Marne szanse, za dużo się wydarzyło….. miałam wrażenie, że już nawet św.Rita mnie nie słucha. Przeszła mi przez głowę myśl, daj sobie spokój, może tak musi być. Założyłam konto na portalu randkowym z myślą, a może poznam kogoś innego. Jednak czułam coś, co ciężko wyjaśnić, że muszę się modlić dalej, poprosiłam ją wtedy, aby dała mi znak, że mnie słucha, że nie jestem sama w tej modlitwie.

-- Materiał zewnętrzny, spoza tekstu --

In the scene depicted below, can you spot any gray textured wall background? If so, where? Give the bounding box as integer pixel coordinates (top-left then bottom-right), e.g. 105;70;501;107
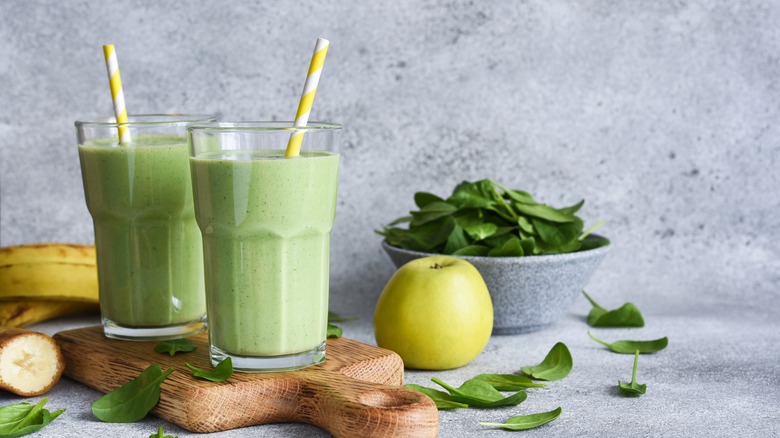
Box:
0;0;780;317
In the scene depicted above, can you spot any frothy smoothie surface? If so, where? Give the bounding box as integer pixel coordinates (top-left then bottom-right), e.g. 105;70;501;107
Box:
79;135;206;327
190;151;339;356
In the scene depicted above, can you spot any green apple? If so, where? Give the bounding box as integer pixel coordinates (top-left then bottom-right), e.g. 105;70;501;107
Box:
374;256;493;370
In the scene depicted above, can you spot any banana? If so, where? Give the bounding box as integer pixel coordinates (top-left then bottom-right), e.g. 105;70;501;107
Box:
0;243;96;266
0;262;99;303
0;243;98;303
0;327;65;397
0;300;100;327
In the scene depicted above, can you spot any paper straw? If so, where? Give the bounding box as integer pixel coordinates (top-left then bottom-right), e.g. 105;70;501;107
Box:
284;38;330;158
103;44;132;144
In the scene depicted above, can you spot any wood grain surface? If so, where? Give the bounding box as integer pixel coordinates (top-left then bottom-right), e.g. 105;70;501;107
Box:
54;326;438;437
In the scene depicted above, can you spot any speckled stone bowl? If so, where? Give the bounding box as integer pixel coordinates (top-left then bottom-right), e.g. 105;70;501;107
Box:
382;236;610;335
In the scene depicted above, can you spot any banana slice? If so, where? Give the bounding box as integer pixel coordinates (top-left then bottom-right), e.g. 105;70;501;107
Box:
0;327;65;397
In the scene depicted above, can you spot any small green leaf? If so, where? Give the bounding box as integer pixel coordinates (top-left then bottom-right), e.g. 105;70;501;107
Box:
444;221;469;254
471;374;547;391
184;357;233;382
582;291;645;327
531;217;583;254
521;342;574;381
618;350;647;396
414;192;444;208
463;222;498;241
92;365;173;423
328;311;358;322
447;181;496;208
431;377;528;408
149;426;178;438
513;203;575;223
412;201;458;225
387;215;413;227
588;331;669;354
479;407;562;431
517;216;536;234
0;398;65;438
154;339;196;356
558;199;585;216
404;383;469;410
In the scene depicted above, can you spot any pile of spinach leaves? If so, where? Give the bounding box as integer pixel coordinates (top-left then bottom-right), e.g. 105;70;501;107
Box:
376;179;609;257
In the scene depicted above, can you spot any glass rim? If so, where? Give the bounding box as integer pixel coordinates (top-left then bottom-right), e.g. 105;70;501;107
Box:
76;113;217;127
187;120;343;133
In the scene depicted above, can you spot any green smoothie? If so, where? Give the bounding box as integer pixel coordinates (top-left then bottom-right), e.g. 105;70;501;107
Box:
190;151;339;356
79;135;206;328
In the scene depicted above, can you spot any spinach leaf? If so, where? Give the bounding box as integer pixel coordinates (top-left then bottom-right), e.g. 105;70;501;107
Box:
470;374;547;391
618;350;647;396
521;342;574;381
582;291;645;327
154;339;196;356
414;192;444;208
443;226;469;254
0;398;65;438
184;357;233;382
328;311;358;322
479;407;562;430
149;426;179;438
411;201;458;225
404;383;469;410
92;365;173;423
431;377;528;408
463;222;498;242
452;245;490;256
376;179;609;257
588;331;669;354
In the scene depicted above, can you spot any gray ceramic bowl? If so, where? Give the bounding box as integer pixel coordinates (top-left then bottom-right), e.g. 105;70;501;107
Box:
382;236;610;335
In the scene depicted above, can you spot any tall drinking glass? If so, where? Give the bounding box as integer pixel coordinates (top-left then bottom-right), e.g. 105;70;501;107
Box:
188;122;341;372
76;114;215;340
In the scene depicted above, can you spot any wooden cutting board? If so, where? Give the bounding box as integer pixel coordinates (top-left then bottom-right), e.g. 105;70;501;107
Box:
54;326;439;437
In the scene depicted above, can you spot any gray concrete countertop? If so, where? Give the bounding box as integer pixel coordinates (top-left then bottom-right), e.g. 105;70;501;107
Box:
7;299;780;437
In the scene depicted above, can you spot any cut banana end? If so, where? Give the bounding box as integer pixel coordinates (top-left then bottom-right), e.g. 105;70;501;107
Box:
0;327;64;397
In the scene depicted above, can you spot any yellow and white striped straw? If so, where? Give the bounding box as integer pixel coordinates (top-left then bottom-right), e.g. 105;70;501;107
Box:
284;38;330;158
103;44;132;144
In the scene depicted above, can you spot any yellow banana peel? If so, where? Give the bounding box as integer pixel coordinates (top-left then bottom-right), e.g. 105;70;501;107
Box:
0;300;100;327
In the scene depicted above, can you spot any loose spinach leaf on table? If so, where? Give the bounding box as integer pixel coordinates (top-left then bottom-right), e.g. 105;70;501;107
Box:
154;339;197;356
582;291;645;327
470;374;547;391
431;377;528;408
404;383;469;410
0;398;65;438
149;426;179;438
92;365;173;423
479;407;562;430
520;342;574;381
376;179;609;257
618;350;647;396
184;357;233;382
588;331;669;354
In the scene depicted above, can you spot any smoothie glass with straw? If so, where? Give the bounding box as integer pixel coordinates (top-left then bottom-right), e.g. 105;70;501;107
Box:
188;122;341;372
76;45;215;340
76;114;215;340
188;38;341;372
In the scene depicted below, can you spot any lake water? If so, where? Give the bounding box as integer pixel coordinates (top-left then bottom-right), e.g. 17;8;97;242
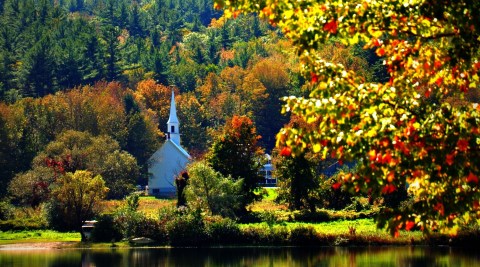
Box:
0;247;480;267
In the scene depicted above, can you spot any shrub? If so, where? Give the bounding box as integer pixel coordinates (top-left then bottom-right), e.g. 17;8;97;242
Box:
295;210;332;222
166;209;208;247
91;215;122;242
0;201;14;221
185;161;243;218
205;216;241;245
290;226;318;246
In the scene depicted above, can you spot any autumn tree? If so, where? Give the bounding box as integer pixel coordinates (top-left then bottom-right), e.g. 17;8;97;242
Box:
185;161;243;217
272;116;324;212
215;0;480;235
207;116;263;214
48;171;108;240
9;131;139;205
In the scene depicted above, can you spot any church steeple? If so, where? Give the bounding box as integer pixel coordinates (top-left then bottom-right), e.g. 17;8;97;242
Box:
167;90;180;145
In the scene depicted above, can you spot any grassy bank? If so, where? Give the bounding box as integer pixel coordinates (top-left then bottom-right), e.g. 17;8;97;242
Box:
0;230;81;244
0;192;480;248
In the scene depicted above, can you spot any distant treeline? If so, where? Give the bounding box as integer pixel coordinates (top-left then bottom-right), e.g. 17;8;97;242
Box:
0;0;384;200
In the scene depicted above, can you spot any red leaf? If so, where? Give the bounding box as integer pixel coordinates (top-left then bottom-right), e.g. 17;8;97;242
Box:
377;47;385;57
457;139;468;152
332;182;342;190
467;172;478;184
473;62;480;70
382;184;397;195
433;202;445;216
405;221;415;231
445;153;455;166
310;72;318;83
280;146;292;157
425;88;432;98
323;19;338;34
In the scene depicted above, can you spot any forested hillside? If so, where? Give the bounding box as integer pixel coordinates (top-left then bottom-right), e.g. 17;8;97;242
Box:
0;0;378;199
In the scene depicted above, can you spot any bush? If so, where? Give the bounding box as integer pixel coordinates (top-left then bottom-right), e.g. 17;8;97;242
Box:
166;209;208;247
205;216;241;245
185;161;243;218
0;201;14;221
295;210;332;222
91;215;122;242
290;226;318;246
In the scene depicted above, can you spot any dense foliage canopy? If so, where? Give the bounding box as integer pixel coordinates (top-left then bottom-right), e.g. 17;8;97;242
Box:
215;0;480;237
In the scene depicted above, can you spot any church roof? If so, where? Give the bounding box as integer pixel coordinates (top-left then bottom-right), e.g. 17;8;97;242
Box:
167;91;178;123
165;139;191;158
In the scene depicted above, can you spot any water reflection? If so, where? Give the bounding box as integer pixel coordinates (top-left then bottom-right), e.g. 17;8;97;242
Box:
0;247;480;267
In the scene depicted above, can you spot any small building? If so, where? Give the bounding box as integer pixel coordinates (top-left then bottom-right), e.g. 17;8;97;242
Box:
260;154;277;187
148;91;191;197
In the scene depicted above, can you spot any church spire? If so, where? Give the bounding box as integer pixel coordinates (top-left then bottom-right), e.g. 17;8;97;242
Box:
167;90;180;145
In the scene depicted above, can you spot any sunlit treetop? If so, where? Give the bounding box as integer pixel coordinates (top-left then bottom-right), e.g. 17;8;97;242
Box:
215;0;480;239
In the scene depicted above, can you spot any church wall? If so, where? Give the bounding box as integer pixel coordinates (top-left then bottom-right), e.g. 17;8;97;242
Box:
148;141;188;197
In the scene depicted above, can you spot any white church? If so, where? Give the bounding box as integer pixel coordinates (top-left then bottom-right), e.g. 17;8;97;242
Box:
148;91;191;197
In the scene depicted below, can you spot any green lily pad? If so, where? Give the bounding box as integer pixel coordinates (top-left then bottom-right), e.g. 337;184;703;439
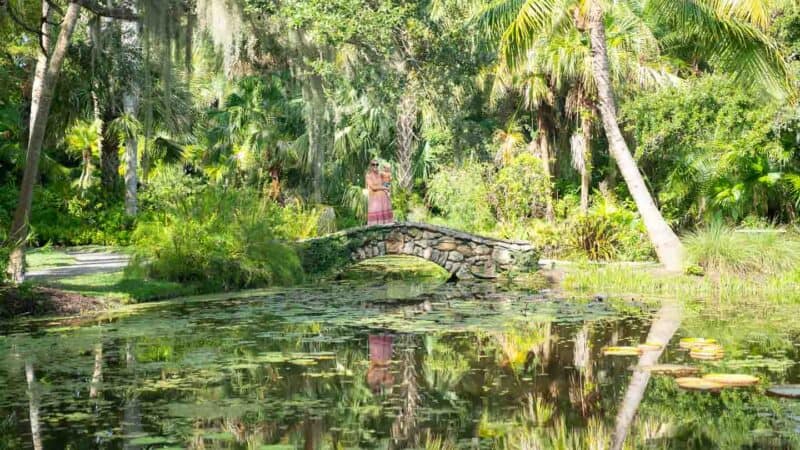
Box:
767;384;800;398
603;347;642;356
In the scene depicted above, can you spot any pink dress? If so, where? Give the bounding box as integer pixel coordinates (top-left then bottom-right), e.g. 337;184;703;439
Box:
366;172;394;225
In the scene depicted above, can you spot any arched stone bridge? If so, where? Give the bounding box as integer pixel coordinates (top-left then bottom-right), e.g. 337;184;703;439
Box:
297;222;539;280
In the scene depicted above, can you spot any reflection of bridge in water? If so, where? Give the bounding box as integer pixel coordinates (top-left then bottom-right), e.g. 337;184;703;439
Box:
298;222;539;280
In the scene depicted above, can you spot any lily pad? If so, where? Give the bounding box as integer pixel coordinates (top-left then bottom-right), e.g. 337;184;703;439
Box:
678;338;717;350
637;342;664;352
640;364;700;377
703;373;758;386
603;347;642;356
675;377;725;392
689;344;725;360
767;384;800;398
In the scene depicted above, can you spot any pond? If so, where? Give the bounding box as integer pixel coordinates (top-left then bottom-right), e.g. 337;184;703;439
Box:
0;272;800;449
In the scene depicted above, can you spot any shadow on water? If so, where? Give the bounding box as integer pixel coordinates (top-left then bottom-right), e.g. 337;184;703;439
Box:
0;282;796;450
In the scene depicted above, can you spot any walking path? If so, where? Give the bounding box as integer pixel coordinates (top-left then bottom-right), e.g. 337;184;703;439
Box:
26;250;130;280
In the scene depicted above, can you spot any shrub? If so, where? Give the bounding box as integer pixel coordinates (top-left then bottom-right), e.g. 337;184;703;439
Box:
134;188;303;290
31;186;133;245
684;223;800;275
566;194;654;261
428;162;494;232
490;153;550;223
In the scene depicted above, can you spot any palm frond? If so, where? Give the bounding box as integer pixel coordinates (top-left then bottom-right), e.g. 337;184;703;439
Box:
648;0;791;96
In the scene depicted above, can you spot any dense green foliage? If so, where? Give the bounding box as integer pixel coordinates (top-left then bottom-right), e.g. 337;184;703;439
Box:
625;76;800;226
134;188;308;290
0;0;800;289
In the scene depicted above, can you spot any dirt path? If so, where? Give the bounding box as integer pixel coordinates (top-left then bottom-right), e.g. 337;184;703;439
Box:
26;250;130;280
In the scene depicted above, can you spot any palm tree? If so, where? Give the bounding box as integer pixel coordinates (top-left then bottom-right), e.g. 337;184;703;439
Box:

Stało się, na tym samym portalu znalazł się mój były chłopak i nas połączyło !!! Wiem, że to zasługa św. Rity, znak żebym trwała w modlitwie, żeby wierzyć. Wiara czyni cuda, teraz to wiem, muszę być cierpliwa, św. Rita działa tak jak trzeba. Nie jest to jeszcze to co chcę, ale myślałam, że on już mnie nie chce znać w ogóle, a jednak. Muszę być cierpliwa i wierzyć, że św.Rita działa tak jak trzeba. Dziękuję bardzo !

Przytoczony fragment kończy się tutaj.